Our endoscopy unit is now the busiest in the country, providing the entire spectrum of endoscopic services from screening to advanced biliary endoscopy, luminal, third-space and bariatric endoscopy, while meeting and exceeding all established ASGE quality metrics and benchmarks. Other noteworthy accomplishments include establishment of one of the largest multidisciplinary IBD programs in the region, supporting the only operational liver transplant program in the country and establishing a unique nutrition support team encompassing long-term home enteral and parenteral nutrition.

Future Considerations

Our future initiatives include continued growth of subspecialty programs and disease-specific centers of excellence, research efforts focused on disease areas that are locally prevalent such as NAFLD and IBD, in addition to establishing a graduate medical education program in Gastroenterology and Hepatology. Training of local physicians and the next generation of physician leaders will ensure the sustainability of our initial success.
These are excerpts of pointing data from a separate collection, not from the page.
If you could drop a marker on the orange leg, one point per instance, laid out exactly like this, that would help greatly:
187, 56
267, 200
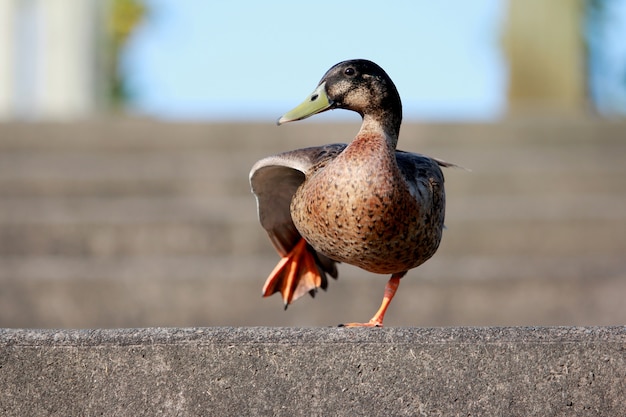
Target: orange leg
390, 291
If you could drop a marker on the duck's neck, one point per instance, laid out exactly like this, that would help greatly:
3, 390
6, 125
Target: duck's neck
374, 127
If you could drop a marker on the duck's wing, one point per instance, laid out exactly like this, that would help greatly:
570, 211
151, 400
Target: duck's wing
274, 181
425, 180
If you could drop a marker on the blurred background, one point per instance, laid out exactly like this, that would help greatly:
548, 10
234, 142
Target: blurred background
128, 128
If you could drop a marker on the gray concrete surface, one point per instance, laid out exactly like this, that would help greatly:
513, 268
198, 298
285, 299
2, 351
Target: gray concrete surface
314, 372
135, 223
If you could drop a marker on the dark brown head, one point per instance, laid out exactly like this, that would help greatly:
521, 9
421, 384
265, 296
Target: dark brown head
358, 85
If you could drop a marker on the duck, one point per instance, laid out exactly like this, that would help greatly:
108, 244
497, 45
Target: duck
364, 203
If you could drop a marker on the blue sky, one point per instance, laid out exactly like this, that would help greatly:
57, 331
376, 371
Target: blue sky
255, 60
244, 59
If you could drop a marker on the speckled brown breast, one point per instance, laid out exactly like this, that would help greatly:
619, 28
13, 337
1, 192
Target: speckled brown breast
358, 210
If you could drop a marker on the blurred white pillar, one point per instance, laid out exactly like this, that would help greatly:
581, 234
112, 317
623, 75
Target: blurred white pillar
7, 76
51, 51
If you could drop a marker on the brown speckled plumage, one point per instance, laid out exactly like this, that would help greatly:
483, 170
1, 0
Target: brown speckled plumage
364, 203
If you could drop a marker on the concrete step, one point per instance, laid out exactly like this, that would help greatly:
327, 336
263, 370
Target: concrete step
138, 211
314, 372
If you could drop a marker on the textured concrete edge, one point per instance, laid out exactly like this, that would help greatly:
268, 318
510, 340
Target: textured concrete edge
295, 336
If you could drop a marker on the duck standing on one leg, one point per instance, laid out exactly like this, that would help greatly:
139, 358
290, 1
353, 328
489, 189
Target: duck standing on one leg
364, 203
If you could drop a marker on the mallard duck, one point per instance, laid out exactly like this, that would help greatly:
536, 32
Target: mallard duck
364, 203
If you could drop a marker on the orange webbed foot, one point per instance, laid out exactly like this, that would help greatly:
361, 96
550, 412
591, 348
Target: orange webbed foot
295, 275
390, 291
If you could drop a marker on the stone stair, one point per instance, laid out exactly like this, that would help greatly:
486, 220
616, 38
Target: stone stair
136, 223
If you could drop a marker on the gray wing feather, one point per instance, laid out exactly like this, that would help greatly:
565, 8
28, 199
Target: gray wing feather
274, 181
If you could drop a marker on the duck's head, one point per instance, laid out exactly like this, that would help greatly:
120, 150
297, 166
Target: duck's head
358, 85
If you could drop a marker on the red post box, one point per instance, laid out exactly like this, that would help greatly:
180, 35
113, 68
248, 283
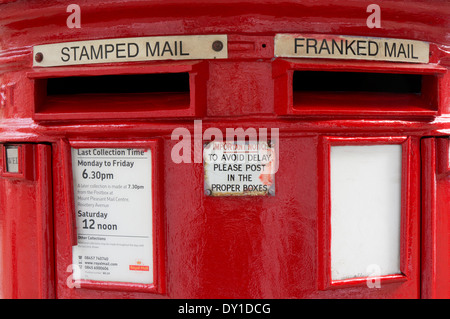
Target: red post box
224, 149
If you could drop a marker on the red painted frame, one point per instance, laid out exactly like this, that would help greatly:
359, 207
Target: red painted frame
158, 285
324, 258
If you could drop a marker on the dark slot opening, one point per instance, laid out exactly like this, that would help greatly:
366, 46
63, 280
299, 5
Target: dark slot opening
119, 84
323, 81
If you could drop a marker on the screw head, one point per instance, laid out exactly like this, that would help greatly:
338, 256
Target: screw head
217, 46
39, 57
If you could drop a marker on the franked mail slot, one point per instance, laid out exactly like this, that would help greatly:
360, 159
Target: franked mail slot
119, 93
357, 89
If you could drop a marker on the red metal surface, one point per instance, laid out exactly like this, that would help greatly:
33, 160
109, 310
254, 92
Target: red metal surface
258, 247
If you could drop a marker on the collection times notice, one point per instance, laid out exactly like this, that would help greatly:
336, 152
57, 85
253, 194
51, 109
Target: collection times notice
113, 209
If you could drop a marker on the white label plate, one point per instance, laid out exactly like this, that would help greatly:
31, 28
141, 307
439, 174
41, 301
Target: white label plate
239, 168
113, 209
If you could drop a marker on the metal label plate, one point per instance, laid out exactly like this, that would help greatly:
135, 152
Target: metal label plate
350, 47
239, 168
189, 47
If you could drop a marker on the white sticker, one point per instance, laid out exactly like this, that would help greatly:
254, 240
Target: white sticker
12, 159
113, 209
187, 47
239, 168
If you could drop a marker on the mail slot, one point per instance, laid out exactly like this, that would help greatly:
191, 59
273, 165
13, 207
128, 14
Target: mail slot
229, 150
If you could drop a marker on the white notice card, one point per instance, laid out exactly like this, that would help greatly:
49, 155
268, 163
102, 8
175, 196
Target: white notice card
113, 209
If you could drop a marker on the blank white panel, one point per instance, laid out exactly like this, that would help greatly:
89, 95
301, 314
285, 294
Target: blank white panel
365, 184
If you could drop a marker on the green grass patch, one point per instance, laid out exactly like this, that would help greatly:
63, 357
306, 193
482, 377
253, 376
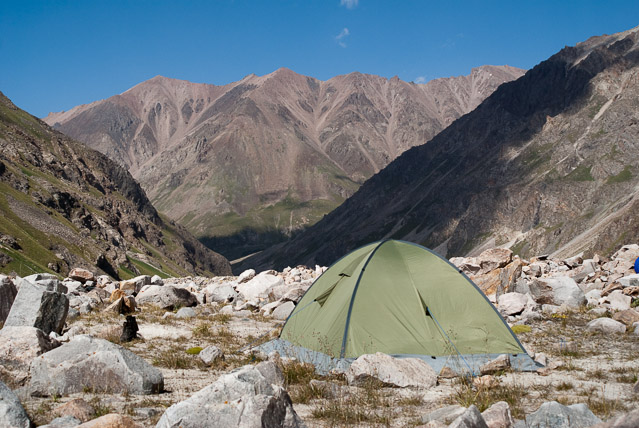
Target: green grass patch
519, 328
623, 176
146, 269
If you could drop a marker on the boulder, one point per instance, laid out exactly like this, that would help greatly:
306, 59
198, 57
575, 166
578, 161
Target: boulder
40, 307
21, 345
557, 291
606, 326
63, 422
283, 311
211, 354
494, 258
627, 420
508, 276
471, 418
629, 280
618, 301
185, 313
134, 285
400, 372
445, 414
12, 414
224, 293
112, 420
81, 275
8, 293
166, 297
500, 363
512, 303
77, 408
259, 287
96, 364
628, 317
555, 415
251, 396
246, 276
498, 416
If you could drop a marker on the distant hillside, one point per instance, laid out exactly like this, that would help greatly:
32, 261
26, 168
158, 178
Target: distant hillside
547, 164
63, 205
245, 165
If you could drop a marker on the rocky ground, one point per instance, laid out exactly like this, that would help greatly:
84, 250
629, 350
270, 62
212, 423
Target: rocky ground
67, 361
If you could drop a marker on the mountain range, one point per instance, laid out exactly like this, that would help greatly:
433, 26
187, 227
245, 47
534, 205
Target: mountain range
246, 165
546, 164
64, 205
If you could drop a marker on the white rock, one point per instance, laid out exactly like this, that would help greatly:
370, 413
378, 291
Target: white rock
606, 325
210, 354
185, 313
498, 416
246, 275
629, 280
512, 303
259, 286
251, 396
618, 301
283, 311
400, 372
222, 293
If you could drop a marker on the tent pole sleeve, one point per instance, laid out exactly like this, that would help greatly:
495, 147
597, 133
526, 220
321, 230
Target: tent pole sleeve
350, 305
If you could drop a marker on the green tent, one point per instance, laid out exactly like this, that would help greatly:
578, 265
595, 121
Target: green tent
401, 299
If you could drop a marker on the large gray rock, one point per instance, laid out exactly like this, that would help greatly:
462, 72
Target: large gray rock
251, 396
166, 297
471, 418
12, 414
21, 345
39, 306
606, 325
400, 372
627, 420
494, 258
555, 415
445, 414
8, 293
96, 364
498, 415
224, 293
557, 291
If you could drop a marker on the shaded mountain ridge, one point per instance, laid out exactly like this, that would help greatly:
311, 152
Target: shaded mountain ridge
246, 164
546, 164
65, 205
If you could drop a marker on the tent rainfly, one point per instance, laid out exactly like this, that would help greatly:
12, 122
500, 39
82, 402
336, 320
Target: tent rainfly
401, 299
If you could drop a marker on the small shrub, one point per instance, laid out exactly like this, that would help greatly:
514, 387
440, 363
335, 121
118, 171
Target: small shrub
201, 330
296, 373
174, 358
483, 397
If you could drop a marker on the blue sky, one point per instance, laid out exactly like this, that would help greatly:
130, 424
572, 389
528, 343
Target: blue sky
58, 54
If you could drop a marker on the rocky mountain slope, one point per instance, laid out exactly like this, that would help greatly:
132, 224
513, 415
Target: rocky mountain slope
547, 164
63, 204
246, 164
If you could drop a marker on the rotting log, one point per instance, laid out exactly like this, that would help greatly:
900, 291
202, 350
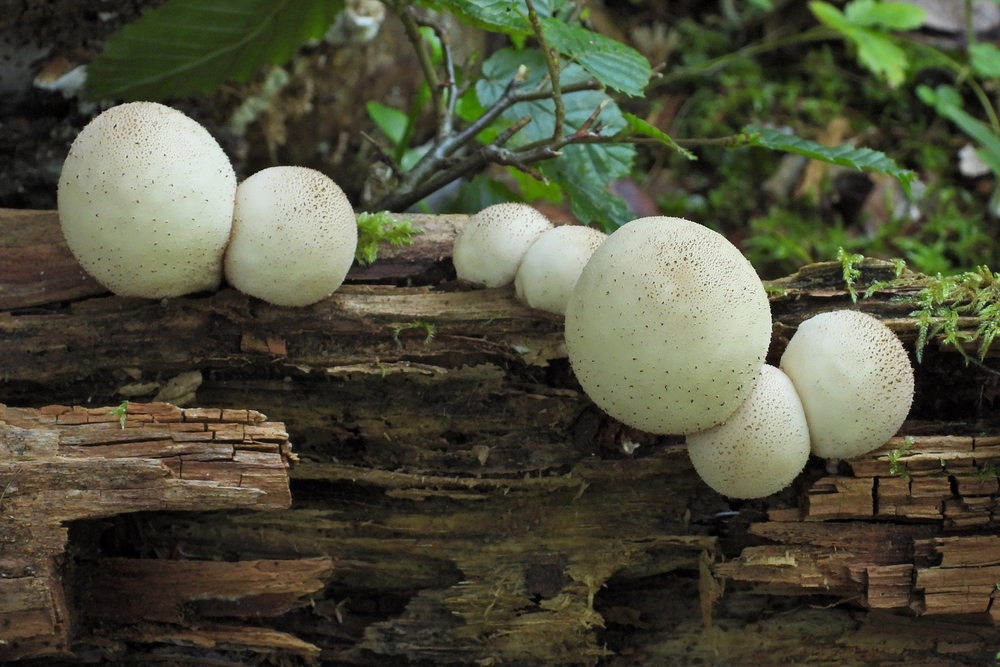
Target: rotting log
478, 509
60, 464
The development of a North American model academic Gastroenterology division in the Middle East entails overcoming challenges that are infrequent in the stable, established academic environment that exists in most such centers in the West, but also presents unique opportunities. Perhaps the most gratifying aspect of this entire journey is the measurable and noticeable impact that the establishment of a world-class academic Gastroenterology division has on the health and quality-of-life of the local population.

Overseas practice opportunities may present uniquely challenging and professionally satisfying career options for young gastroenterologists seeking to pursue careers as academic clinicians. Our experience highlights key considerations for academic gastroenterologists intending to pursue their careers outside the US and may also hold important lessons for other academic medical centers considering expansion overseas.